February 26, 1997|By Bonita Formwalt | Bonita Formwalt,SPECIAL TO THE SUN

A BANNER designed by Laura Horne, a 17-year-old senior at Glen Burnie High School, was selected to represent Maryland at a celebration of National Youth Art Month in Washington next month.

Laura's banner was chosen from more than 300 entries submitted by Maryland students to the Council for Art Education in Boston. It will be flown next week, along with flags from the other states, at the Old Post Office Pavilion, 12th St. and Pennsylvania Ave. N.W..

The entries were to depict state symbols, an appreciation of art and the Youth Art Month logo.

Laura's winning design uses the Maryland flag as a background and includes a few whimsical touches that incorporate the state symbols, black-eyed Susan and blue crab.

"There's a crab using a map of Maryland as a palette painting the flowers and the symbol of the Youth Art Month," explained Laura.

Her design was submitted as part of a project for an art class taught by Christine O'Neill. The designs of two fellow Glen Burnie students were among the five finalists, O'Neill said.

Seniors Kristy Pence and Anthony Meadors finished fourth and fifth, respectively.

The finalists' original drawings have been framed and will be on display in the State House Saturday when Frances Glendening, Maryland's first lady, opens Maryland Youth Art Month.

Helping hands for the hungry

The kitchen of Holy Trinity Roman Catholic Church was busy Sunday when 135 junior and senior high youths gathered to prepare food for the hungry at the 14th annual Shelter-A-Thon.

In addition to the student volunteers, 52 parents and teachers helped supervise the preparation and delivery of food.

Organized by youth coordinator Sharon Morgan and assistant coordinator Joy Wilburt, the event provided soups, casseroles, cookies and treats for distribution at four area shelters.

"We had adult volunteers come in as early as 8 a.m. on Sunday to start the soup stocks," said Wilburt. "Around 10 a.m. the youths started to arrive, and they cooked in shifts until around 3: 30 p.m."

At the final tally, 54 gallons of soup, nine gallons of spaghetti sauce, 20 casseroles and 98 dozen cookies were ready for delivery to Sarah's House, Oasis, My Sister's Place and My Sister's Lodge.

All ingredients were donated by the church and the community.

The Shelter-a-Thon has changed over the years, Wilburt said.

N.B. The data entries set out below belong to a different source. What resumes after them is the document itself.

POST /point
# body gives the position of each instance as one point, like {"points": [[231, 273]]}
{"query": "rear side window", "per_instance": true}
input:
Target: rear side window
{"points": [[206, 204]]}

The event started as an overnight activity, but as the number of participants grew, it became necessary to change the program.

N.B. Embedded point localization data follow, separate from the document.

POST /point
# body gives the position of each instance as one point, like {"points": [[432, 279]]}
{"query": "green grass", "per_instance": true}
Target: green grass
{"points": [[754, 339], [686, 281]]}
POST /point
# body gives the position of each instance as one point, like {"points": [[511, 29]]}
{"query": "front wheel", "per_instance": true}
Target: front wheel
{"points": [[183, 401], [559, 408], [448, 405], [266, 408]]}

"It's taken different shapes over the years, but the goals are the same," said Wilburt.

While praising the efforts of the students from Holy Trinity's religious education program, Wilburt was quick to point out the often unsung heroes of the event.

"We just want to flat-out thank all the adults who help every year," she said. "We couldn't do this without their help."

Benefit bull roast set

Tickets are still available for the 7th Annual Bull & Oyster Roast to benefit the North County Emergency Outreach Network. It will be held from 1 p.m. to 6 p.m. March 9 at the Columbian Center, 335 N. Ritchie Highway.

The event is sponsored by Holy Trinity Catholic Church.

Admission is $24 per person and includes a menu of pit beef, ham, oysters on the half-shell, oyster stew and roasted oysters. Beer and soft drinks are included. Music will be provided by local disc jockey David Pumphrey.

Two vacation packages -- one to Williamsburg, Va., and another to Ocean City -- will be raffled during the evening. Chances are $1 each.

Organizer Joe Weaver said that last year $1,400 was raised for NCEON, which provides food and emergency financial assistance to needy families.